Eppure tra i palestinesi si muore sempre di più. Secondo le testimonianze di ex soldati e analisti raccolte dal Washington Post, la fiducia nell’Ia ha portato le forze armate israeliane a ridurre alcuni passaggi di controllo, con il risultato di aumentare il numero di obiettivi ritenuti legittimi. Anche se questi comportano un maggior rischio di vittime tra i civili. Dalla proporzione di 1:1 del 2014 (un civile “sacrificabile” per colpire un membro di Hamas di alto livello) si è passati a 15:1 o persino 20:1 nel conflitto attuale, stando alle fonti del Washington Post.
Tutto questo naturalmente non ferma Israele e la crescita del suo apparato militar-industriale sempre più integrato in quello americano. La startup israeliana Wiz, leader nella cybersicurezza, è nel mirino di Google. Il conglomerato di Bezos aveva già provato ad acquistarla la scorsa estate per 23 miliardi di dollari ma aveva ricevuto un secco no. Ha quindi deciso di alzare l’offerta, secondo il Wall Street Journal, a circa 33 miliardi di dollari.
Ci si chiede spesso come mai gli americani e gli europei non facciano pressioni concrete su Netanyahu per limitare le stragi a Gaza che ormai superano i 50mila uccisi (70mila secondo fonti come Lancet). La realtà è che Stati uniti e Gran Bretagna sono direttamente impegnati nelle operazioni militari: il 70% dei voli di ricognizione sui bersagli da colpire a Gaza e in Libano nel 2024 sono stati compiuti da aerei americani e britannici.

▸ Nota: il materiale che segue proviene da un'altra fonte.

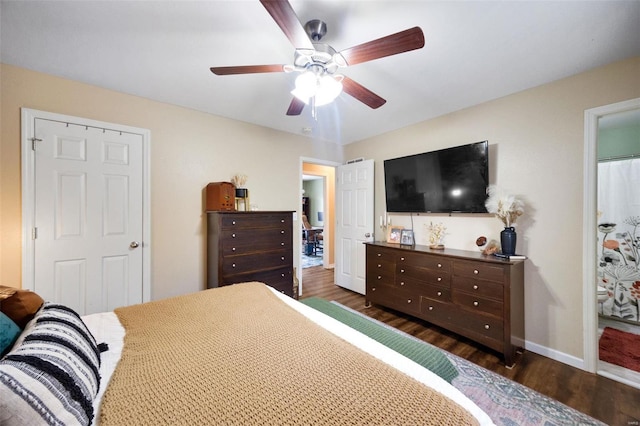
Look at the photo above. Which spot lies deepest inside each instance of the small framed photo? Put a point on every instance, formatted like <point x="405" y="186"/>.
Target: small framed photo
<point x="394" y="233"/>
<point x="406" y="237"/>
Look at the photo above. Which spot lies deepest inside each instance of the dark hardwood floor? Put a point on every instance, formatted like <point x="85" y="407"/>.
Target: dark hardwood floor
<point x="607" y="400"/>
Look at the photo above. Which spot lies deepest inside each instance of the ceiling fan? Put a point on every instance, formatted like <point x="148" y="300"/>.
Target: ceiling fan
<point x="318" y="63"/>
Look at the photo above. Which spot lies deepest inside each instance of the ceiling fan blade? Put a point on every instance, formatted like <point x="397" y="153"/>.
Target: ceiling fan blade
<point x="393" y="44"/>
<point x="247" y="69"/>
<point x="361" y="93"/>
<point x="282" y="12"/>
<point x="296" y="106"/>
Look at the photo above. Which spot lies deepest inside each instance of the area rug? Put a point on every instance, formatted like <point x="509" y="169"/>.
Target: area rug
<point x="620" y="348"/>
<point x="507" y="403"/>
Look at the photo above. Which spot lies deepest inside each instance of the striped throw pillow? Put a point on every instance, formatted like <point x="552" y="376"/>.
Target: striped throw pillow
<point x="51" y="375"/>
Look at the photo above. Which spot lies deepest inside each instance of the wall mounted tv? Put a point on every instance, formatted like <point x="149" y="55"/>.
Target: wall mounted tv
<point x="451" y="180"/>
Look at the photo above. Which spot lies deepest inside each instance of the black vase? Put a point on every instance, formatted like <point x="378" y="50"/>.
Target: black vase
<point x="508" y="240"/>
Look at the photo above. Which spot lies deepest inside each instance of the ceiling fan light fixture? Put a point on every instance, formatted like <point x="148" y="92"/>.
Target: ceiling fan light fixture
<point x="324" y="88"/>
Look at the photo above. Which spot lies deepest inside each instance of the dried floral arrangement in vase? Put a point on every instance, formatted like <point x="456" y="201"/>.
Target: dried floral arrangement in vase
<point x="507" y="208"/>
<point x="436" y="235"/>
<point x="239" y="181"/>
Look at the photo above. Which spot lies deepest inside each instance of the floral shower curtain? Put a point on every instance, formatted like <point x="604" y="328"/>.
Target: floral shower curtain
<point x="619" y="239"/>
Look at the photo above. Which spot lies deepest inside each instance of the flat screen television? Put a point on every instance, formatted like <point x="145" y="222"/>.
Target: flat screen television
<point x="451" y="180"/>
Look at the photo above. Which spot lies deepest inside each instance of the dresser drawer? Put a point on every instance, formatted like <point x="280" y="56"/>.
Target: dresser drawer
<point x="435" y="311"/>
<point x="479" y="270"/>
<point x="482" y="288"/>
<point x="376" y="254"/>
<point x="441" y="294"/>
<point x="281" y="279"/>
<point x="233" y="265"/>
<point x="268" y="220"/>
<point x="406" y="272"/>
<point x="482" y="328"/>
<point x="246" y="240"/>
<point x="395" y="299"/>
<point x="478" y="304"/>
<point x="422" y="261"/>
<point x="381" y="265"/>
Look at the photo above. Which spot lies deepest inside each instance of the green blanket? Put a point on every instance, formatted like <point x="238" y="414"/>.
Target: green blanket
<point x="420" y="352"/>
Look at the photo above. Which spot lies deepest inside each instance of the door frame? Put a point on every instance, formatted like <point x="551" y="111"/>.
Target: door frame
<point x="589" y="310"/>
<point x="28" y="116"/>
<point x="328" y="238"/>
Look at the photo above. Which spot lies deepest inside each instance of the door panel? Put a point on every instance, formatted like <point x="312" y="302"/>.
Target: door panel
<point x="88" y="190"/>
<point x="354" y="211"/>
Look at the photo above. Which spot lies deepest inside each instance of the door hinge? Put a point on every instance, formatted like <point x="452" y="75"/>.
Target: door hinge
<point x="33" y="143"/>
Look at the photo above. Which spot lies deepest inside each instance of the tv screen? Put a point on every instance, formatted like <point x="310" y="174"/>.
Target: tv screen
<point x="444" y="181"/>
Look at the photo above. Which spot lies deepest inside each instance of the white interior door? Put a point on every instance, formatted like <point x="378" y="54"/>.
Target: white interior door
<point x="88" y="215"/>
<point x="354" y="223"/>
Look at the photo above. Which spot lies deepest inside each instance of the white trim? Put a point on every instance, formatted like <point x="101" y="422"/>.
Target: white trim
<point x="590" y="312"/>
<point x="28" y="117"/>
<point x="555" y="355"/>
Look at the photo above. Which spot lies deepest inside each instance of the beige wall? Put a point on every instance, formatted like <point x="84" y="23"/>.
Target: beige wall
<point x="188" y="150"/>
<point x="536" y="140"/>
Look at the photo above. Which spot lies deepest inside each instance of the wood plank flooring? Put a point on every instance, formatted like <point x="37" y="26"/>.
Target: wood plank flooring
<point x="612" y="402"/>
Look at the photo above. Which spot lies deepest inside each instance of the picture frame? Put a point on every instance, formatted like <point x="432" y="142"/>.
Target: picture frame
<point x="394" y="234"/>
<point x="406" y="237"/>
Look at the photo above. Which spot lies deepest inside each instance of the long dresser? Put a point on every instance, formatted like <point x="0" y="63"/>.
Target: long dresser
<point x="477" y="296"/>
<point x="250" y="246"/>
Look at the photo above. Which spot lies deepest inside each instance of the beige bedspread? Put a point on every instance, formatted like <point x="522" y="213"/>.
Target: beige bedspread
<point x="238" y="355"/>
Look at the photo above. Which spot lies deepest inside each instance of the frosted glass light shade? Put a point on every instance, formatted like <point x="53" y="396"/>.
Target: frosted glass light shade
<point x="324" y="88"/>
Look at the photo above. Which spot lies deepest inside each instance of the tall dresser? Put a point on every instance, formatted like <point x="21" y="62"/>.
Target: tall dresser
<point x="250" y="246"/>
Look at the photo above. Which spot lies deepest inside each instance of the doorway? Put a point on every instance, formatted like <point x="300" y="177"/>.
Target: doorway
<point x="612" y="159"/>
<point x="323" y="174"/>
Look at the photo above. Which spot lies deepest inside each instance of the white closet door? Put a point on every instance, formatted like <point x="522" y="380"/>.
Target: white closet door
<point x="88" y="216"/>
<point x="354" y="223"/>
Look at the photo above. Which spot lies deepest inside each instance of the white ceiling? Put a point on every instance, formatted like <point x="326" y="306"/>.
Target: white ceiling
<point x="475" y="51"/>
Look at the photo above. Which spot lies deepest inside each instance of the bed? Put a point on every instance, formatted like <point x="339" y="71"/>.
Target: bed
<point x="241" y="354"/>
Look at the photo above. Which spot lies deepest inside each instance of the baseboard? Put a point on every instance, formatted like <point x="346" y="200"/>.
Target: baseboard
<point x="555" y="355"/>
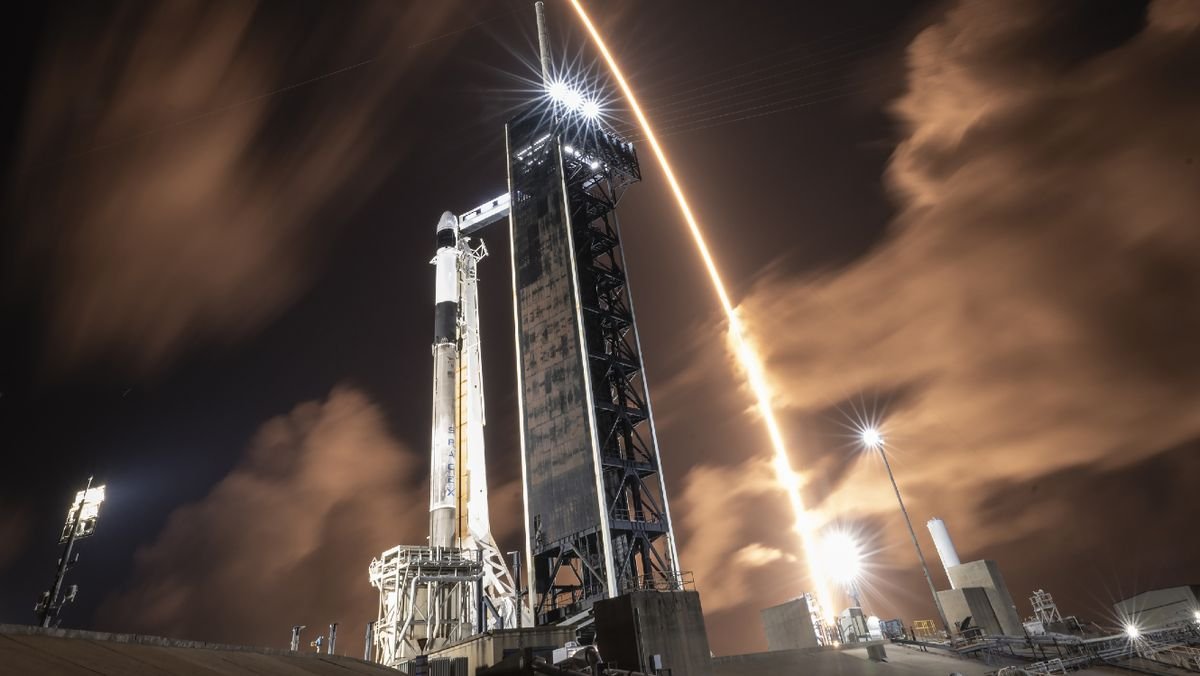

Ma soprattutto non c’è azienda europea importante che non abbia accordi con l’Israel Innovation Authority, agenzia governativa incaricata di finanziare progetti innovativi. Per esempio Stellantis si è unita ad altre aziende italiane come Enel, Leonardo STMicroelectronics, che hanno aperto laboratori di ricerca e sviluppo in Israele, o Sparkle, Snam e Adler che hanno concluso accordi con l’Israel Innovation Authority e con startup israeliane nel settore high-tech.
Ecco perché Israele non può mai perdere una guerra e noi europei non faremo nulla per fermare Netanyahu. Anche il riarmo europeo, che beneficerà le industrie belliche del continente e americane, renderà Israele più forte e influente. Come e perché muoiono a Gaza e in Medio Oriente lo sappiamo bene.